There were few pianists there, but Marty Eggers did take a look at what I had composed to that point (not much). I got many strange looks, as the youngest in attendance (other than the performers) by about 40 years. The bands didn't really do much for me, and it was there that I began to realize that "trad jazz" today for the most part is immensely boring. I do like the original "jass" recordings I've heard, and any groups which recreate that sound, though.

I began to listen to the radio show (From Rags to Wishes, now on Sundays from 4-7 on KAZU 90.3 in Pacific Grove, Calif.) and really for the first time got exposed to what actual played ragtime sounded like. For the most part, my only exposure had been through computer files and the sheet music I was buying.

I heard on the radio show about a new ragtime festival starting up here, the Monterey Bay ragtime festival. At about the same time, I was starting to think that there should be a place on usenet for ragtime. I began reading rec.music.makers.piano and found a couple ragtime-minded folks, including Mary Haley, whom I later met at the festival.
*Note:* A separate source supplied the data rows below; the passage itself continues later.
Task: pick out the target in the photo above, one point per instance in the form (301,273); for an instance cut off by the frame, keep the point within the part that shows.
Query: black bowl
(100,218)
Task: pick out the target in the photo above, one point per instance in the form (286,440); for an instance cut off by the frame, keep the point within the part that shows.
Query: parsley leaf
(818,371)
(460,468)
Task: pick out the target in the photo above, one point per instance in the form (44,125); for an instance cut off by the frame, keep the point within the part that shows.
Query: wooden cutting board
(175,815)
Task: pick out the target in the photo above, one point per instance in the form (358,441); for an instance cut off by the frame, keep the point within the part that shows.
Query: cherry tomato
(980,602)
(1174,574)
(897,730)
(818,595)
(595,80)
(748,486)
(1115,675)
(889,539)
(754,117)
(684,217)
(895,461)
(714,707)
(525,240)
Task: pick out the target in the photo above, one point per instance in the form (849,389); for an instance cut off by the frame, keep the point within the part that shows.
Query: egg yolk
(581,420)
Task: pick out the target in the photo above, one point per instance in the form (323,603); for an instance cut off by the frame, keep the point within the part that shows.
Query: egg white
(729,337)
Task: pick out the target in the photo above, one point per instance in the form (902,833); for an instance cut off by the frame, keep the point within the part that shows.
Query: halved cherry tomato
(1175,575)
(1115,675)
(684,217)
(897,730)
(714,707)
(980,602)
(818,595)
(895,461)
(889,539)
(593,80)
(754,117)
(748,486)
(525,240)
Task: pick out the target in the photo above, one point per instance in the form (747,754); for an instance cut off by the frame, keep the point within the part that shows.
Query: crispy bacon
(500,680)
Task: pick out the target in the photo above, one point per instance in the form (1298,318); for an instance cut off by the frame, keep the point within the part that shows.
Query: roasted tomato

By 1994, I decided that there simply must be other people like me who loved ragtime but had no idea there was a ragtime scene and performers like Frank French, Scott Kirby and David Thomas Roberts. So I drafted up a Request For Discussion and first sent it to Mary, who sent it to a few others. People agreed with its content, so I posted it to news.groups. There were no disapproving replies, so I arranged an independent votetaker and submitted the Call For Votes on the creation of rec.music.ragtime.

There was a low voter turnout, but the group passed, and on February 14th, 1995, rec.music.ragtime was born. After a month or two, who should I see post to the group I created, but John Roache -- the man responsible for my ragtime mania. We'd come full circle.